奴らの包囲網をかいくぐり、俺は小さなボートで島を離れた。夜明けまでにどこかの無人島まで逃げたい。俺は一心不乱にボートをこいだ。
東の空が明るくなる頃、前方に島が。軋む腕に鞭打って、俺は漕ぐスピードを上げる。やがて島に到着し、俺はボートを下り砂浜に倒れ込んだ。助かった!
「マダ早イヨ」
突然、耳元で声がして跳び起きる。
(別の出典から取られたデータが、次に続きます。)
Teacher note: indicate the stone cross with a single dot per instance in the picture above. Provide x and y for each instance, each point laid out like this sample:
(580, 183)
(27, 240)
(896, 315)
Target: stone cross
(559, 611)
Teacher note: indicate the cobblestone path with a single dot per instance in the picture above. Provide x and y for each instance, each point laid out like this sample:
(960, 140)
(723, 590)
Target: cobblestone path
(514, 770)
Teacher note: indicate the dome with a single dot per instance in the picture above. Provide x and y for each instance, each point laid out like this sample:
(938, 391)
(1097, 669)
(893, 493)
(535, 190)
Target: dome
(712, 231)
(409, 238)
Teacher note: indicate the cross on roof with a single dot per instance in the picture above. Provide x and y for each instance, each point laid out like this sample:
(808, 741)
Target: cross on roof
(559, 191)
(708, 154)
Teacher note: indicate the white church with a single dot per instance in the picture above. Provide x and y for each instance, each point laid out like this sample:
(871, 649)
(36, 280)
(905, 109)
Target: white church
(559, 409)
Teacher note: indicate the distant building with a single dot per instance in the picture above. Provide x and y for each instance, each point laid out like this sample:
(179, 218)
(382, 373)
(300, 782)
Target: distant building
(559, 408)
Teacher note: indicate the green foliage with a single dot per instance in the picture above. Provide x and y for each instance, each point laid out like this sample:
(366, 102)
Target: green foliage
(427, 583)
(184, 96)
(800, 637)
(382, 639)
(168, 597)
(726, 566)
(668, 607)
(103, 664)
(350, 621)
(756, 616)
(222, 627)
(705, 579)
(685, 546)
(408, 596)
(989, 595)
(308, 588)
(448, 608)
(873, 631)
見ると、死神のような鎌を持ったロボットが、袋を2つ並べて俺を見ていた。
「大キナ福袋ト小サナ福袋、ドチラガ良イ?」
福袋?どちらを選んでもきっと、中身は「福」ではなく「不幸」だろう。
「大きい方で」
仕方なく選び袋を開けると、黒い座椅子が出てきた。
「幸運ヲ」
そう言い残しロボットは雑木林に消えた。

人類はロボットとの戦争に負けた。生き残った俺たちは監獄島に送られ、そこの奴隷生活から何とか逃げ出したのに、奴らは全て計算済み。弄ばれただけだと俺は悟り、柔らかな座椅子に座った。
やがて座椅子は爆発し、俺の逃亡劇は終わった。